If the U.S.-backed World Uyghur Congress and its ideologically aligned jihadist forces were to get their way, a large chunk of western China would be turned into the same kind of fascistic war state that Washington made Ukraine into. In this scenario, thenumerous terrorist attacks that these U.S.-radicalized Xinjiang jihadists have so far perpetrated against their fellow Chinese citizens will be just the beginning. The newly established state of East Turkestan would start a war against China, likely complete with the kinds of ethnic persecution campaigns and "filtration camps" that Washington's Ukrainian Nazis brought about. Instead of Russian speakers, Han Chinese people and Communist Party sympathizers would be the targets of this reign of terror.
If this sounds hyperbolic, consider the atrocities that the U.S. has facilitated in Ukraine to further its cold war against Russia, then look at how far the U.S. has been willing to go in its cold war against China. Through its CIA front group the National Endowment for Democracy, Washington has orchestrated acts of horrific violence in the streets of Hong Kong, carried out by people who can legitimately be considered fascists; despite having claimed to be "pro-democracy," they waved British colonial flags and called upon Trump to "liberate" Hong Kong, making their imperialist allegiances explicit. And last December Ukrainian neo-Nazis came to Hong Kong to participate in the protests, making the last decade's U.S. foreign meddling come full circle.

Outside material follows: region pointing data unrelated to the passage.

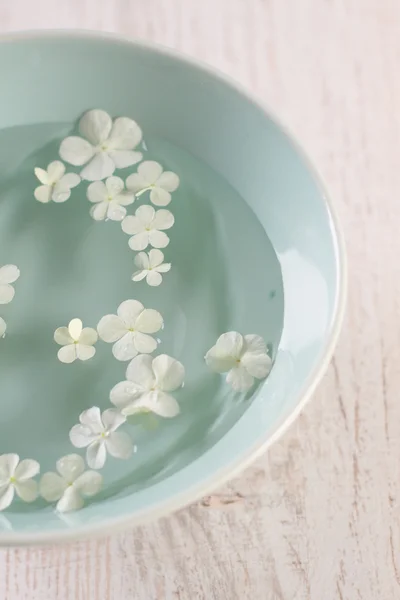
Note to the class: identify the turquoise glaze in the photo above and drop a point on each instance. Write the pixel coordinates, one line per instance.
(255, 248)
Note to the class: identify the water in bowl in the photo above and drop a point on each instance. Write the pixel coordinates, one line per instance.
(225, 276)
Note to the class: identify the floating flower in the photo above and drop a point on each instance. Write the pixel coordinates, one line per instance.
(16, 477)
(130, 329)
(77, 342)
(244, 357)
(151, 176)
(109, 199)
(145, 227)
(98, 433)
(149, 381)
(150, 266)
(104, 145)
(70, 484)
(8, 274)
(56, 184)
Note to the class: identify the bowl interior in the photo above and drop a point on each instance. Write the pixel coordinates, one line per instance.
(254, 249)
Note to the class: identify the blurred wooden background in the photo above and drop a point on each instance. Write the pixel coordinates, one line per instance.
(317, 517)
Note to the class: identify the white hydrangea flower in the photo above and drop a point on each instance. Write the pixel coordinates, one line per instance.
(77, 342)
(16, 477)
(56, 184)
(243, 357)
(8, 274)
(149, 381)
(130, 329)
(151, 176)
(104, 145)
(98, 433)
(150, 266)
(146, 227)
(109, 199)
(71, 484)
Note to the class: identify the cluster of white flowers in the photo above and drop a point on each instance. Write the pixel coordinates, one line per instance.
(102, 147)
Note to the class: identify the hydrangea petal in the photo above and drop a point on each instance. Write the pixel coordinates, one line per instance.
(125, 134)
(149, 321)
(8, 464)
(140, 372)
(6, 496)
(9, 274)
(169, 372)
(239, 379)
(163, 219)
(95, 125)
(62, 336)
(88, 336)
(81, 436)
(111, 328)
(100, 167)
(112, 419)
(67, 354)
(98, 212)
(169, 181)
(89, 483)
(150, 171)
(26, 469)
(43, 193)
(27, 490)
(55, 171)
(96, 454)
(158, 239)
(52, 486)
(125, 158)
(124, 393)
(258, 365)
(119, 445)
(7, 293)
(70, 500)
(84, 352)
(97, 192)
(70, 467)
(129, 310)
(76, 151)
(160, 197)
(140, 241)
(153, 278)
(125, 348)
(144, 344)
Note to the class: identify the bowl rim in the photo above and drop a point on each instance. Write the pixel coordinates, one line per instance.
(231, 469)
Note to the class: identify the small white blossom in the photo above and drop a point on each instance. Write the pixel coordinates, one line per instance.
(16, 477)
(77, 342)
(98, 433)
(243, 357)
(109, 199)
(130, 329)
(151, 176)
(104, 145)
(146, 227)
(8, 274)
(149, 381)
(56, 183)
(150, 266)
(70, 484)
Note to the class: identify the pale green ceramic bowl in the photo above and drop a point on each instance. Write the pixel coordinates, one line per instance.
(226, 275)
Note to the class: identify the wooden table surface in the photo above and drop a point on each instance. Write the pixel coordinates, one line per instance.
(317, 517)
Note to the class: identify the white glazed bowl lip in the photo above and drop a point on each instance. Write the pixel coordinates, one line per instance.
(217, 479)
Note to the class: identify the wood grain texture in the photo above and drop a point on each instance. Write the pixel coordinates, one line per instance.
(317, 517)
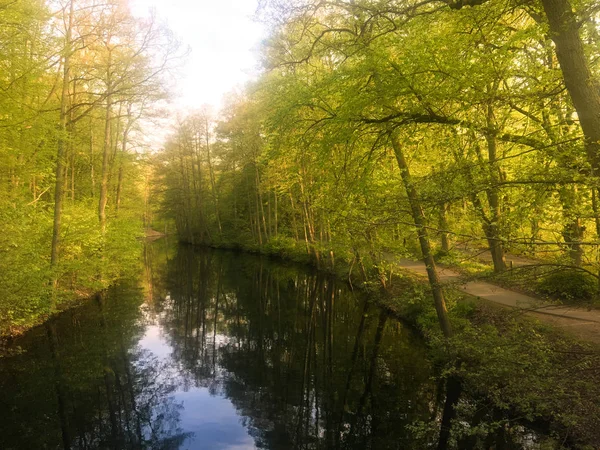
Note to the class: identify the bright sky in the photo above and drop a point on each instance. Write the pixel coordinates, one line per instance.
(223, 40)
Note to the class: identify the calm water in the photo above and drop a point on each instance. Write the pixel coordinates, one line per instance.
(216, 350)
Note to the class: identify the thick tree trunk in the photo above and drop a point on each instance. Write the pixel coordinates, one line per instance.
(583, 88)
(420, 223)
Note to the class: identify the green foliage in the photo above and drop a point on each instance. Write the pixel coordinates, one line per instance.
(570, 286)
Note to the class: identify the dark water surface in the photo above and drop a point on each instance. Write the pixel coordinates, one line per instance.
(217, 350)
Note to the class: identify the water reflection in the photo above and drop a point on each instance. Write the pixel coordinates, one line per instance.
(215, 350)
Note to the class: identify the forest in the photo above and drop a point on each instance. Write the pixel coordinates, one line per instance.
(77, 80)
(463, 134)
(376, 129)
(380, 128)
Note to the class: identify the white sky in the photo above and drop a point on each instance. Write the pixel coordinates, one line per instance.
(223, 40)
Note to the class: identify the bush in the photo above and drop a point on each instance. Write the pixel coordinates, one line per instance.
(570, 286)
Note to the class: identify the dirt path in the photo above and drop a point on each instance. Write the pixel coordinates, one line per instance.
(583, 323)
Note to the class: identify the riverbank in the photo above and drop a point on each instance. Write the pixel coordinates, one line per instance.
(526, 368)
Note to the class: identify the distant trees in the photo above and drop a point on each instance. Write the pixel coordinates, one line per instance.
(377, 123)
(77, 77)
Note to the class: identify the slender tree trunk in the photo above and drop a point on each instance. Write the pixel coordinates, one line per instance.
(60, 155)
(106, 148)
(444, 228)
(420, 223)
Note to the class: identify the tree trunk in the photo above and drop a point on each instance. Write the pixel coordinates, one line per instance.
(583, 88)
(106, 148)
(60, 154)
(420, 223)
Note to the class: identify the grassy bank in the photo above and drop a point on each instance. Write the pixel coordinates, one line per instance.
(517, 375)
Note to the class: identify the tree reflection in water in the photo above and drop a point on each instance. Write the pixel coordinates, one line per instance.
(306, 362)
(217, 350)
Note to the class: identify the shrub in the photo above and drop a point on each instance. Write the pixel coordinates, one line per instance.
(570, 286)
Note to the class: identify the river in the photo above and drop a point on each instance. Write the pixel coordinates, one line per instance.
(217, 350)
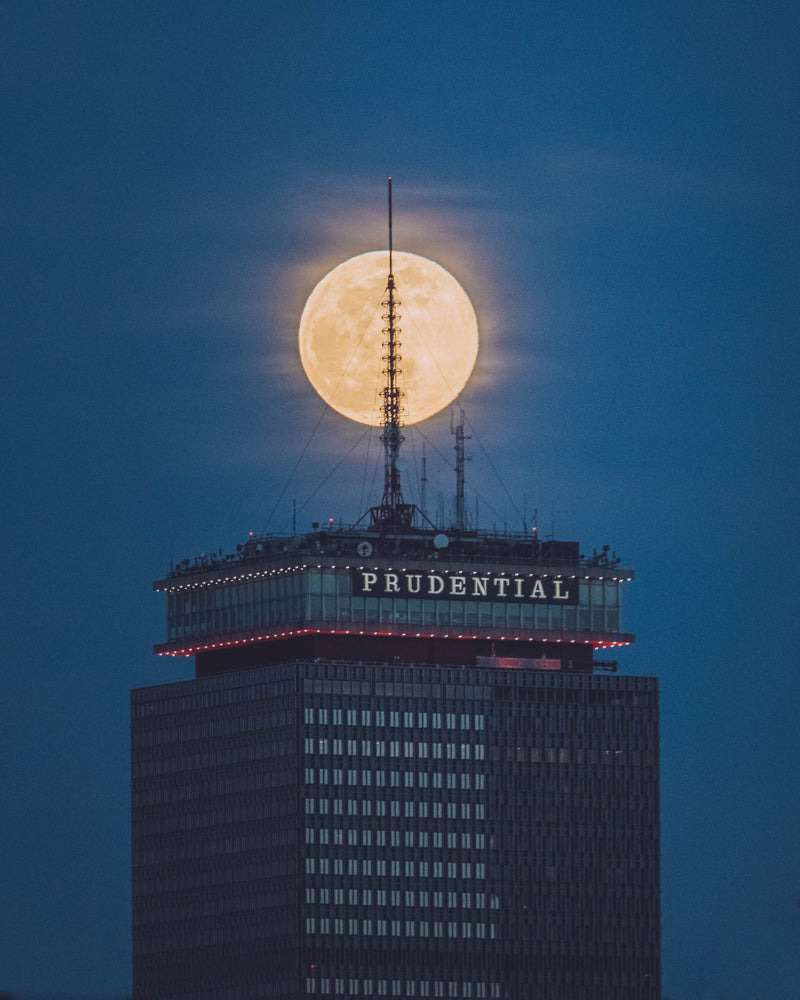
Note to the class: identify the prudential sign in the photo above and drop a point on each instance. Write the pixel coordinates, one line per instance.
(445, 585)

The far-right anti-CPC religious cult Falun Gong, the anti-communist political factions within Taiwan, the labor infiltrators within China who've been assisted by the NED, and most of all the Xinjiang religious extremists share the same goal as the U.S.-backed Hong Kong protesters: to Balkanize China by establishing breakaway states that set themselves up against the Communist Party. It's no surprise that these pro-separatist groups tend to be at least ideologically adjacent to fascism, because as has been shown in Ukraine and the numerous other countries the U.S. has carried out coups within, fascism is an effective way for the imperialists to create a proxy state.
It can also be an effective way to wage and manufacture consent for a proxy war. While Washington continues to use its Ukrainian puppet state to perpetuate a conflict with Russia, NATO's propagandists are working to make this destabilization project appear legitimate. The neoconservative think tank the Atlantic Council wrote this year in regards to Ukraine that Russia "seeks to promote anti-Western narratives and discredit Ukraine's post-2014 Euro-Atlantic trajectory." And Buzzfeed has published an article that celebrates the election of Biden simply for the reason that Biden will use Ukraine to more aggressively advance anti-Russian cold war escalations; the article quotes a former U.S. ambassador to Ukraine who's said that when Biden enters office, "all of the elements of the U.S. government that support Ukraine can be more explicit, be more vocal, be more enthusiastic, and be more evident."
In the dreams of the imperialists, ten years from now they'll be carrying out a similar consent-manufacturing campaign for a similar proxy war that their Uyghur separatist state has started against China. But much to the lamentation of the cold warriors, China's deradicalization programs have lessened the presence of religious extremist ideas within Xinjiang, and no new terror attacks have happened in Xinjiang during the last 42 months as a result. So all that the imperialists can do is spin increasingly outrageous stories of supposed human-rights abuses in Xinjiang, hoping this will make up for Washington's failure of an attempt to destabilize the region.